As the sheer range of investigations stymied by anonymous corporate ownership suggests, beneficial ownership opacity helps criminals evade detection for all manner of crimes. This opacity also has financial implications that are often perfectly legal. In its 2020 Financial Secrecy Index, the Tax Justice Network ranked the United States as second in the world for financial secrets, enabled by beneficial ownership opacity and ranked behind only the Cayman Islands. This accounts for more than 20 percent of the global market in offshore financial services.
While incorporating companies raises money in fees at the state level, and sometimes quite a lot—in Delaware, among the worst corporate secrecy offenders, incorporation has generated around $1.3 billion annually—the amount that the U.S. as a whole loses in tax avoidance nonetheless towers over the savings. One 2014 analysis of Fortune 500 companies’ use of tax havens found that at least 362 of those companies used nearly 8,000 tax havens to avoid paying an estimated $90 billion in taxes to the U.S. government. The amount of untaxed corporate profits from American businesses is estimated to be more than $2.1 trillion. Every untaxed dollar stashed away in offshore tax havens is a dollar that the U.S. government cannot spend on education, health care, social welfare, national security or any other public good.
These practices also have reputational implications for the United States. The country was once a global anti-corruption leader, dating back to the passage of the Foreign Corrupt Practices Act (FCPA) of 1977, which was the world’s first piece of domestic legislation governing transnational bribery. The FCPA kicked off the global anti-corruption movement, which has grown to include treaties, regional instruments, initiatives within international financial institutions and domestic anti-corruption statutes the world over. More recently, the U.S. played a pivotal role in the founding of the Open Government Partnership—a multilateral accountability and citizen engagement initiative—in 2011.
Unfortunately, when it comes to beneficial ownership, the U.S. has not just ceded this leadership role to the United Kingdom and others with publicly accessible registries; it has proved an enabler of anonymous ownership for companies in the United States and beyond. This is yet another blow to the United States’s reputation and its ability to lead at a time when the world’s views of the U.S. and its leadership are at historic lows.
Finally, corporate anonymity poses a threat to American democratic governance itself. The idea that politicians should represent the interests of their constituents, rather than their friends, family or self, is foundational to the idea of democracy. President Trump, of course, is the poster child for this threat, with more than 3,400 documented conflicts of interest; opaque real estate deals linking him financially to unknown numbers of foreign governments, companies, or individuals; and, as the New York Times recently revealed in bombshell reporting on his tax returns, key personal financial connections with Turkey, the Philippines, Azerbaijan and a whole host of private companies that conduct business with, lobby or are regulated by the federal government.
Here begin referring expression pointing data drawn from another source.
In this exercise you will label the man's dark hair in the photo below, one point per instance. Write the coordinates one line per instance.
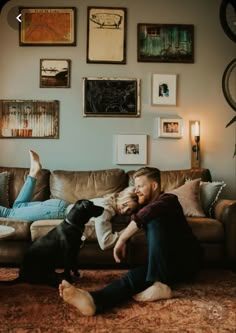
(149, 172)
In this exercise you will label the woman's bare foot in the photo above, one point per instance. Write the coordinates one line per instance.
(154, 293)
(79, 298)
(35, 165)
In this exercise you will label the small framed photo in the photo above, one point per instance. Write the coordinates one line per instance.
(106, 35)
(47, 26)
(29, 119)
(111, 97)
(55, 73)
(169, 127)
(163, 89)
(166, 43)
(131, 149)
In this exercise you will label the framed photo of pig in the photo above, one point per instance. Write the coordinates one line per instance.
(106, 35)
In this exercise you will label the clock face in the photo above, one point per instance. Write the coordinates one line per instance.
(228, 84)
(228, 18)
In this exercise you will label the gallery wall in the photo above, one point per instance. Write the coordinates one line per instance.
(88, 143)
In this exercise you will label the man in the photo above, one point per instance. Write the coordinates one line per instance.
(174, 254)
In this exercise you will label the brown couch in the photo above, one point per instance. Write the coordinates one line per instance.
(217, 234)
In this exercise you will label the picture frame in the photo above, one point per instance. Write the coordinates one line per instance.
(106, 35)
(163, 89)
(29, 119)
(40, 26)
(168, 127)
(111, 97)
(55, 73)
(131, 149)
(165, 43)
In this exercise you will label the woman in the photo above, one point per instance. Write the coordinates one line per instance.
(124, 202)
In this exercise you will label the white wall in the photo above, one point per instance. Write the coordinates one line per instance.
(88, 143)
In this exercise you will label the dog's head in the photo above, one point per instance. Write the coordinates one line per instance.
(82, 211)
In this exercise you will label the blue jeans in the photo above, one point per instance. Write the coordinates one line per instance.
(169, 261)
(23, 209)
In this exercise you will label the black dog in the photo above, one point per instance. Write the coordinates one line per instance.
(62, 244)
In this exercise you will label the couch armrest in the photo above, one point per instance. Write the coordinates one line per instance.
(225, 211)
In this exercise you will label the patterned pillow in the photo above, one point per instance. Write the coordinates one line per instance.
(189, 198)
(4, 186)
(209, 194)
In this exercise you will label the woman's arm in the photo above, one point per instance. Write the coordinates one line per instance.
(103, 227)
(120, 247)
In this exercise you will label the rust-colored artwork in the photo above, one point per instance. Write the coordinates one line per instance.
(47, 26)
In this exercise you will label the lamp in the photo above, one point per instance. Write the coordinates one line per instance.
(195, 143)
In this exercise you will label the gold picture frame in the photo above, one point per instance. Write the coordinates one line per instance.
(40, 26)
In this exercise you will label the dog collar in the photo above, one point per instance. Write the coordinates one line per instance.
(83, 238)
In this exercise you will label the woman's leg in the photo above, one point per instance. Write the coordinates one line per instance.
(27, 190)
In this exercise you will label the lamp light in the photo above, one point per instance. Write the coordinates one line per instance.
(195, 143)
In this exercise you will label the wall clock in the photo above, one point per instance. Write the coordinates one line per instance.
(228, 18)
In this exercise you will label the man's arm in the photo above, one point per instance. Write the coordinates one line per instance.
(120, 247)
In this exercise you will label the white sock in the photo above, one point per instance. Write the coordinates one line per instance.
(156, 292)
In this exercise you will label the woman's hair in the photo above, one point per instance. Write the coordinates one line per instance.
(128, 194)
(149, 172)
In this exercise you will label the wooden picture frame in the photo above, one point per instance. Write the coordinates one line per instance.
(29, 119)
(165, 43)
(111, 97)
(168, 128)
(164, 89)
(55, 73)
(131, 149)
(106, 35)
(47, 26)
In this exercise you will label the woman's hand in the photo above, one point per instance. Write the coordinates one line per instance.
(119, 250)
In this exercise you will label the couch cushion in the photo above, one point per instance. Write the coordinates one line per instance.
(207, 229)
(4, 189)
(22, 228)
(17, 179)
(74, 185)
(189, 198)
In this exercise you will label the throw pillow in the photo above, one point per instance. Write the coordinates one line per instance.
(189, 198)
(209, 194)
(4, 186)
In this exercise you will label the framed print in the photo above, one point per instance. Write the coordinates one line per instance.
(131, 149)
(47, 26)
(55, 73)
(165, 43)
(106, 35)
(29, 119)
(163, 89)
(169, 127)
(111, 97)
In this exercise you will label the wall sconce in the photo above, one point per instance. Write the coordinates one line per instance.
(194, 130)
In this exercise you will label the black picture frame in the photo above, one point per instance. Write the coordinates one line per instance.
(165, 43)
(111, 97)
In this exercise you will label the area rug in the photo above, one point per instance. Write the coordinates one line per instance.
(207, 305)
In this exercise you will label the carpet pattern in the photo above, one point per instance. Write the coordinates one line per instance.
(207, 305)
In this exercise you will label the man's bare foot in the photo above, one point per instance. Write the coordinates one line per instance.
(35, 165)
(156, 292)
(79, 298)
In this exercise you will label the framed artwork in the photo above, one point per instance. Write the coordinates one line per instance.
(50, 26)
(165, 43)
(29, 119)
(163, 89)
(169, 127)
(111, 97)
(55, 73)
(106, 35)
(131, 149)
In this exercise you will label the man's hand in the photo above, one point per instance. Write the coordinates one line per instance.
(119, 250)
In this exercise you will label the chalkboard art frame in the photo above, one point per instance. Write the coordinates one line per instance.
(111, 97)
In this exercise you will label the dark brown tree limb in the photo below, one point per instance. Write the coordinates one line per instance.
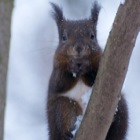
(6, 7)
(112, 72)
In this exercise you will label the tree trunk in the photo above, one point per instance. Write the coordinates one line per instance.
(5, 24)
(112, 72)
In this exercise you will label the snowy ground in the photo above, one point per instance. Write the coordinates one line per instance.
(34, 39)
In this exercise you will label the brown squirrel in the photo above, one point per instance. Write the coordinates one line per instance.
(75, 67)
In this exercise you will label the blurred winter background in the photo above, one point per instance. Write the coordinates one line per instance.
(33, 42)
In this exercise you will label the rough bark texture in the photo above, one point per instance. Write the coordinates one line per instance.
(112, 72)
(5, 23)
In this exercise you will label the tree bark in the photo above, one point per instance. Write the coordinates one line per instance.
(112, 72)
(6, 7)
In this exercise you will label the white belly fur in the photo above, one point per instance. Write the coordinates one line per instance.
(80, 93)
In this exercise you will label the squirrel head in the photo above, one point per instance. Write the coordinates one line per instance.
(78, 47)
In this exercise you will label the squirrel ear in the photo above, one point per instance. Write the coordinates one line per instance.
(95, 12)
(57, 14)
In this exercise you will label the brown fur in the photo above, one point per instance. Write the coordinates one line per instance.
(78, 52)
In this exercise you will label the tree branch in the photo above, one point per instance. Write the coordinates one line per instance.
(6, 7)
(112, 72)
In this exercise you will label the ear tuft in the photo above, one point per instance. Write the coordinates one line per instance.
(95, 12)
(57, 14)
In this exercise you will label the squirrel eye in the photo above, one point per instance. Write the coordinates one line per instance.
(92, 36)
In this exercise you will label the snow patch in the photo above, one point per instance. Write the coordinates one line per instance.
(74, 75)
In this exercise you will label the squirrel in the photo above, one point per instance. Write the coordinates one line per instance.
(75, 67)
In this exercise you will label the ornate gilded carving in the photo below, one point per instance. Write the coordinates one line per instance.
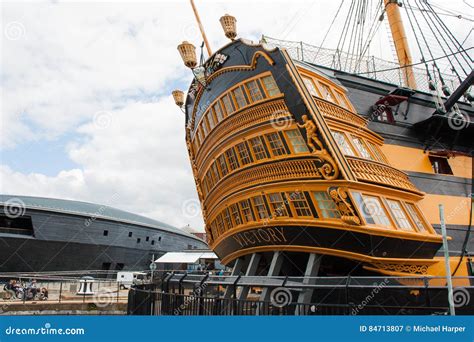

The problems of political conflicts of interest are not, however, limited to one man, no matter how powerful. As Sarah Chayes documents in her essential new book “On Corruption in America: And What Is at Stake,” sophisticated and corrupt networks of actors in government (including members of both political parties, regulators and law enforcement), the private sector, and outright criminals formulate rules and procedures that enrich and protect themselves at the expense of the American public and, ultimately, at the expense of American democracy.
Of course, beneficial ownership transparency will not solve this problem, which Chayes describes as “an existential threat not just to the democratic principles we claim to revere, but to the very survival of our society.” Indeed, neither the ILLICIT CASH Act nor the Corporate Transparency Act will fully solve even the problem of anonymous corporate ownership, let alone the far greater problems of money laundering, tax evasion, terrorist financing, drug cartels and political conflicts of interest that threaten American democracy.
Nonetheless, beneficial ownership transparency is a step in the right direction—toward combating these ills, not obscuring them.